Image result for retirement age increaseThe question of increasing the retirement age is front and centre on the agenda of the class struggle. Employers across the core capitalist countries attack workers’ pensions by cutting benefits, raising workers’ contribution rates and by trying to force an increase in the retirement age.

It is part of the strategy of neo-liberalism as it pursues its futile bid to save capitalism. According to Asbjorn Wahl, Vice Chair of the Road Transport section of the International Transport Workers’ Federation: “big parts of the trade-union bureaucracy have stagnated in a social-partnership ideology that no longer has any meaning, since capitalist forces have withdrawn from the historic post-Second World War compromise between labor and capital, and gone on the offensive to defeat the trade-union movement and get rid of the best parts of the welfare state.”

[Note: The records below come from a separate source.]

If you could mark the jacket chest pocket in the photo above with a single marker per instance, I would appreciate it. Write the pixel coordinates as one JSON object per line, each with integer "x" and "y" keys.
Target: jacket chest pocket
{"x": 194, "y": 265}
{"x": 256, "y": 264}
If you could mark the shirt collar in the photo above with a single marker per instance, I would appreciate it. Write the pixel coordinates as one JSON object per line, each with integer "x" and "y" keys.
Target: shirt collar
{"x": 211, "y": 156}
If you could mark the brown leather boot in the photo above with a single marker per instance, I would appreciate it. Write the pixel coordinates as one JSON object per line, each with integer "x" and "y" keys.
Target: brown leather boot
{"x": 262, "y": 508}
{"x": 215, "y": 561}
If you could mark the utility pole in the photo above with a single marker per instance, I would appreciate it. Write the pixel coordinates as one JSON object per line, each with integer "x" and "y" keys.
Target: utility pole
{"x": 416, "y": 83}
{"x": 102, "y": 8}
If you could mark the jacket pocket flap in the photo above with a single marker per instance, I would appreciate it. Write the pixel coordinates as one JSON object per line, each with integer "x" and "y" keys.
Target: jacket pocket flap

Like faithful neo-colonials, employers and their professional spokespersons in T&T want to trump and follow suit.

Economists, like Roger Hosein, urge the government to increase the retirement age and the Employers’ Consultative Association (ECA), that old nemesis of the organised working class, not surprisingly supports this position.

During an interview with this website, Dave Smith, President of the National Workers Union (NWU) made a wry comment: “If the ECA supports an increase in the retirement age then, almost automatically, it is bound to mean that it is against the interests of the working class.”

The ECA claims that because life expectancy between, 1960 and 2014, increased by almost ten years from 62.66 years to 72.29 years, there is a case for increasing the retirement age. Kathleen Davis, the leading health, safety and the environment practitioner in the labour movement stated: “It seems that the ECA is determined that workers should not have any retirement. In the 1960’s, most workers would seem to have died before they reached retirement age or just a couple years after. Now that, on average, a worker would seem to get just over seven years of retirement they want to take that away.”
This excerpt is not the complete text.